As Sharon Tate, the accomplished Margot Robbie is given little to sink her canines into, other than to look pretty, spin her mini skirt and appear sweetly self-effacing. Her longest scene sees her talk the staff of a Westwood cinema into letting her watch herself – for free – in The Wrecking Crew, with Dean Martin, in which she ogles her own sequences with a simpering self-satisfaction. But if it’s a one-dimensional performance, it’s because Tarantino hasn’t given Robbie anything better to do.

Other well-known faces seem to be represented by a procession of mannequins one might find at a backwater waxworks. There is one exceptional sequence, though, featuring Mike Moh as a vainglorious Bruce Lee who meets his match when he comes up against Cliff Booth. But the true shining star of the movie is the nine-year-old Julia Butters as a precocious Method child actress who makes Rick look like the second-rate ham that he is.

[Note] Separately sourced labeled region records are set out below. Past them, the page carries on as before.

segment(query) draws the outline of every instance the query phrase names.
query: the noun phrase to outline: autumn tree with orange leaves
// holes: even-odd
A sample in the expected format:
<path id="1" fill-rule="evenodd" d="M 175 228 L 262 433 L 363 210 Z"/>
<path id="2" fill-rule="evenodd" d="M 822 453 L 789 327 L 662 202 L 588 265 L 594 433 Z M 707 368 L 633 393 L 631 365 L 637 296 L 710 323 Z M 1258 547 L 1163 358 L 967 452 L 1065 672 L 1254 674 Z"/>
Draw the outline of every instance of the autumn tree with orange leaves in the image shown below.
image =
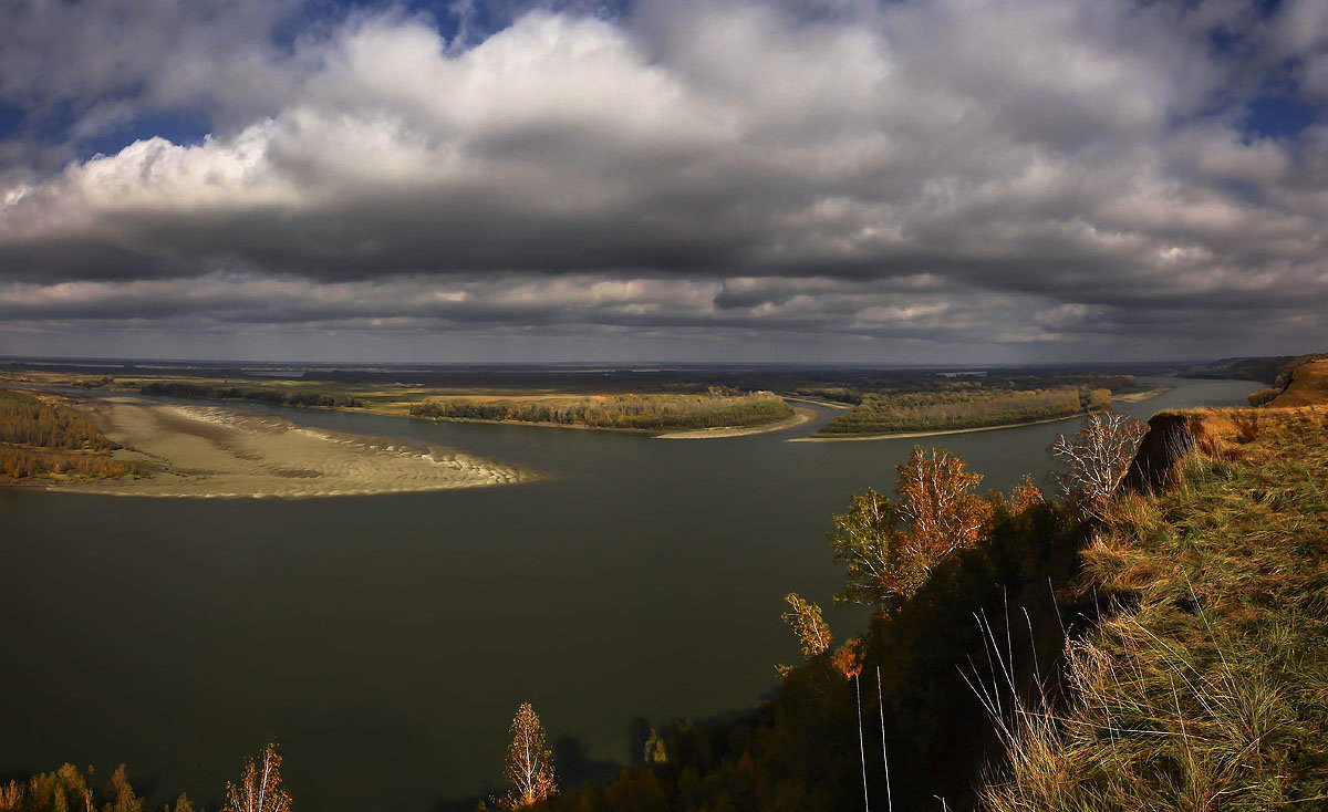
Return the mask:
<path id="1" fill-rule="evenodd" d="M 830 545 L 847 569 L 835 600 L 890 609 L 927 582 L 940 561 L 981 539 L 992 506 L 975 492 L 983 478 L 965 471 L 963 459 L 914 447 L 898 470 L 894 504 L 869 490 L 834 517 Z"/>
<path id="2" fill-rule="evenodd" d="M 1033 484 L 1033 475 L 1024 474 L 1024 478 L 1015 484 L 1015 490 L 1009 492 L 1009 512 L 1019 516 L 1028 508 L 1044 502 L 1046 502 L 1046 498 L 1042 496 L 1041 488 Z"/>
<path id="3" fill-rule="evenodd" d="M 258 763 L 244 760 L 240 783 L 226 783 L 226 805 L 222 812 L 290 812 L 291 796 L 282 787 L 282 756 L 276 744 L 263 748 Z"/>
<path id="4" fill-rule="evenodd" d="M 507 795 L 505 809 L 521 809 L 558 792 L 554 779 L 554 754 L 544 746 L 544 728 L 529 702 L 517 709 L 511 720 L 511 744 L 507 746 Z"/>
<path id="5" fill-rule="evenodd" d="M 830 626 L 821 618 L 821 606 L 806 601 L 797 592 L 784 596 L 789 604 L 789 610 L 784 613 L 784 620 L 793 628 L 802 645 L 802 655 L 811 659 L 830 647 Z"/>
<path id="6" fill-rule="evenodd" d="M 992 515 L 991 503 L 973 492 L 983 475 L 965 471 L 964 460 L 950 451 L 928 454 L 922 446 L 914 446 L 908 462 L 896 468 L 899 523 L 923 573 L 931 575 L 946 556 L 981 539 Z"/>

Ultimately, the film is one big in-joke for cineastes of a comparable vintage to its director, meaning that large swathes of the movie will be lost on the cinema-going public. The 18 certificate should also be noted, as Tarantino remains the auteur of the big-budget shock treatment. Still, there’s plenty to chew over with a crooked grin.

JAMES CAMERON-WILSON

Cast
: Leonardo DiCaprio, Brad Pitt, Margot Robbie, Emile Hirsch, Margaret Qualley, Timothy Olyphant, Julia Butters, Austin Butler, Dakota Fanning, Bruce Dern, Mike Moh, Luke Perry, Damian Lewis, Al Pacino, Brenda Vaccaro, Nicholas Hammond, Rafał Zawierucha, Lorenza Izzo, Damon Herriman, Lena Dunham, Madisen Beaty, Mikey Madison, Victoria Pedretti, Danielle Harris, Scoot McNairy, Clifton Collins Jr, Dreama Walker, Rumer Willis, Spencer Garrett, Clu Gulager, Martin Kove, Rebecca Gayheart, Kurt Russell, Zoë Bell, Michael Madsen, James Remar, Kate Berlant.

Dir Quentin Tarantino, Pro David Heyman, Shannon McIntosh and Quentin Tarantino, Screenplay Quentin Tarantino, Ph Robert Richardson, Pro Des Barbara Ling, Ed Fred Raskin, Costumes Arianne Phillips.

Columbia Pictures/Bona Film Group/Heyday Films/Visiona Romantica-Sony Pictures.
161 mins. USA/UK/China. 2019. Rel: 14 August 2019. Cert. 18.